COVID Twitter Corpus: general overview

To have a baseline for exploring immigration-related tweets, I produced brief overview of the whole dataset first

Fig. 1 Fig. 1

Fig. 2 Fig. 2

Twitter Users

New users

What was the dynamic of new users joining the discussion? I calculated and visualized cumulative distinct counts for it.
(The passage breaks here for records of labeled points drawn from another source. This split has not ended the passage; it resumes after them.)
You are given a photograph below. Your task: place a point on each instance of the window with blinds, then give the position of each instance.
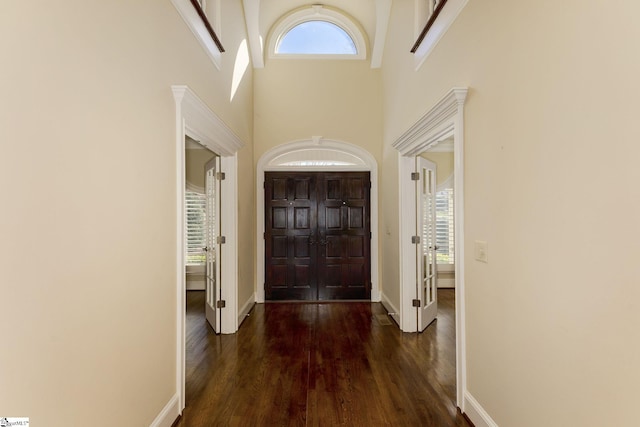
(195, 206)
(444, 226)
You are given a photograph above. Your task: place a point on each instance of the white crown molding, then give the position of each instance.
(434, 126)
(197, 27)
(203, 125)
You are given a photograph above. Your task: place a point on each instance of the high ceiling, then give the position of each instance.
(371, 15)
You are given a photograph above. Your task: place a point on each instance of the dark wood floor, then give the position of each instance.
(320, 365)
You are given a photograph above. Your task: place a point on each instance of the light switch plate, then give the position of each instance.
(481, 252)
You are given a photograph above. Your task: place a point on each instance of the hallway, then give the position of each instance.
(320, 365)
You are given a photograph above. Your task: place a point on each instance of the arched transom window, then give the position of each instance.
(317, 32)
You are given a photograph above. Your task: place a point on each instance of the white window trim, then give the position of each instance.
(317, 13)
(449, 13)
(197, 27)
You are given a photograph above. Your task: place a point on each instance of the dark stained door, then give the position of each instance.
(317, 235)
(290, 230)
(343, 229)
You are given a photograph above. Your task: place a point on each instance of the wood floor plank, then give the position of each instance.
(320, 364)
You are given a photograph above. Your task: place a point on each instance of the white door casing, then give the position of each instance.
(316, 154)
(196, 120)
(426, 285)
(444, 120)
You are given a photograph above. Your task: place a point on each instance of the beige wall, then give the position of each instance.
(444, 165)
(552, 333)
(88, 166)
(195, 160)
(297, 99)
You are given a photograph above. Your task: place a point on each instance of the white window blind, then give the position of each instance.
(444, 226)
(195, 206)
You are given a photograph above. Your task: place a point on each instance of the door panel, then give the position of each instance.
(426, 249)
(344, 230)
(212, 265)
(289, 246)
(317, 235)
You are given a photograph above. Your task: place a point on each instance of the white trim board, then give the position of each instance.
(391, 309)
(168, 415)
(476, 413)
(444, 120)
(196, 120)
(243, 312)
(358, 159)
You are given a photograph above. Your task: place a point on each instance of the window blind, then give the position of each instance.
(195, 206)
(444, 226)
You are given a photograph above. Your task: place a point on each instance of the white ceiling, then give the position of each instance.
(371, 15)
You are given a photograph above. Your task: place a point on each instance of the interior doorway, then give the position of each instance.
(314, 155)
(444, 120)
(317, 236)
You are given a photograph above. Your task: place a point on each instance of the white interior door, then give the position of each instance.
(212, 270)
(426, 286)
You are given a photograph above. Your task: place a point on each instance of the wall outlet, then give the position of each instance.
(481, 252)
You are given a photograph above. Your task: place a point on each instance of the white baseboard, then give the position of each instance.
(393, 311)
(446, 283)
(245, 309)
(195, 285)
(168, 415)
(476, 413)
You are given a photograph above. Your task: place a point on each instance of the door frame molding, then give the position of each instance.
(444, 120)
(196, 120)
(288, 156)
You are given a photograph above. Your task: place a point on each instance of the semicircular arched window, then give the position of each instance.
(317, 32)
(316, 38)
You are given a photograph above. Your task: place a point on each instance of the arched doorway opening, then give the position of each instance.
(316, 154)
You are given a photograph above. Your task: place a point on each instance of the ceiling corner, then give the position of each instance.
(252, 21)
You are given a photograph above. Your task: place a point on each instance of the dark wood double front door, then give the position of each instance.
(317, 236)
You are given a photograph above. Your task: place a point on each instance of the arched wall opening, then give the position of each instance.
(316, 154)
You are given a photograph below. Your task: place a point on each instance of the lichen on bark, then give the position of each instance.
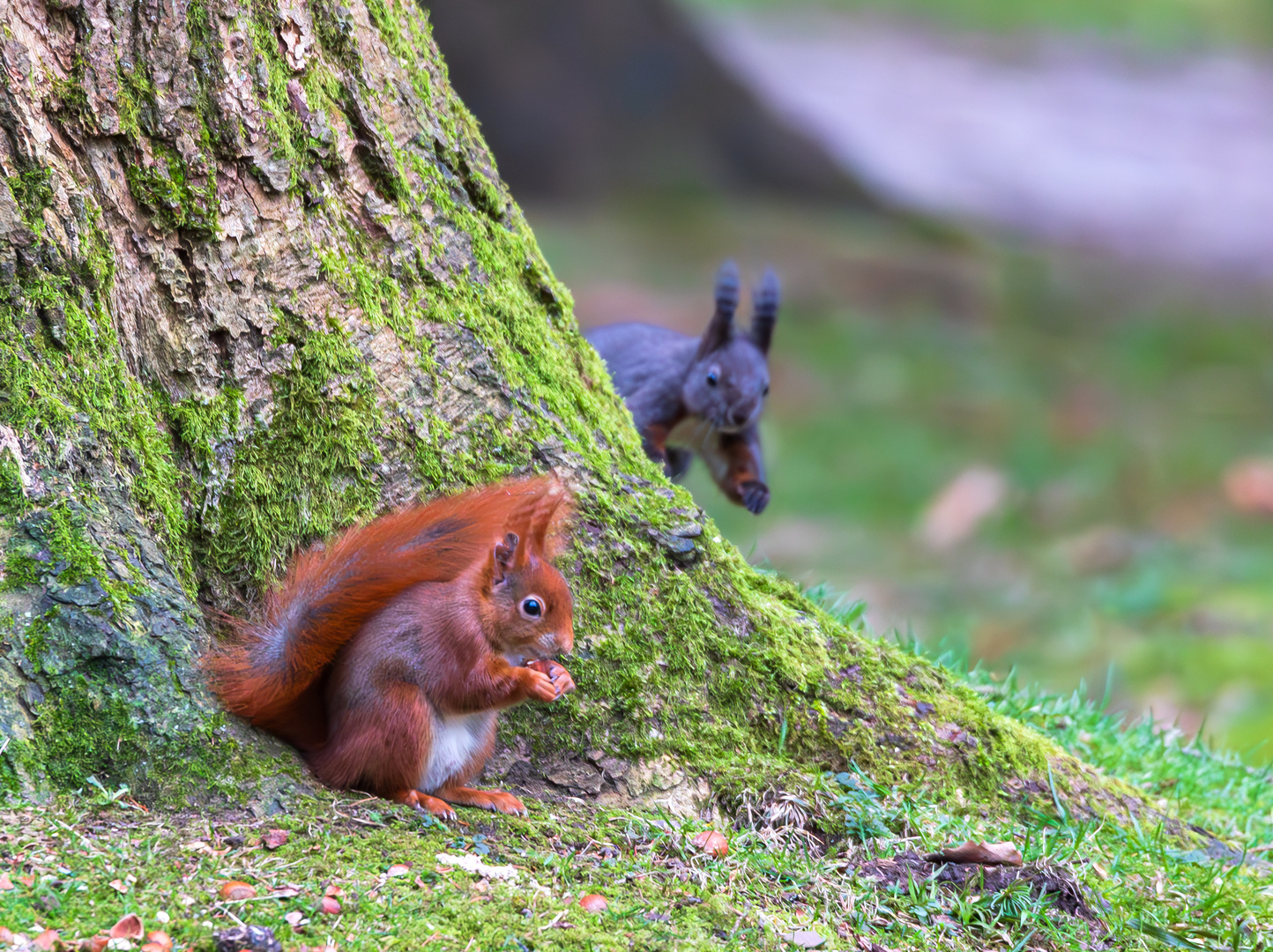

So, if at a time T users A, B, C, D were participating in the discussion, and at time T+1 users A, B, D, E were posting tweets, we have 4 unique users at time point T and 4 at time point T+1.

Fig. 3 Fig. 3

  • this picture demonstrates that N of users we have in the dataset was growing gradually, without sharp inflows of new users after the start of data collection
  • COVID discussion attracts more and more interested users over time, and probably, after being engaged in a discussion once, users stay in the conversation, as we do not see flattening of the curve
For how long users stay in the discussion

I calculated the period between first and last post of every user, users who posted only once were excluded. The histogram (Fig.4) shows that for many users period of ‘participation in the discussion’ is quite long. This enables us to look at the changes in attitudes over time in a panel-like mode later

Fig. 4 Fig. 4

#migpol hashtag

Next, I looked closer at the tweets with #migpol hashtag

Fig.5 Fig. 5

Sentiments of #migpol tweets

Next, I attached sentiment analysis from Guus and looked at the fluctuations. I aggregated sentiments at a daily level, see Fig.6 Red line is a moving average showing the mean value over 7 days.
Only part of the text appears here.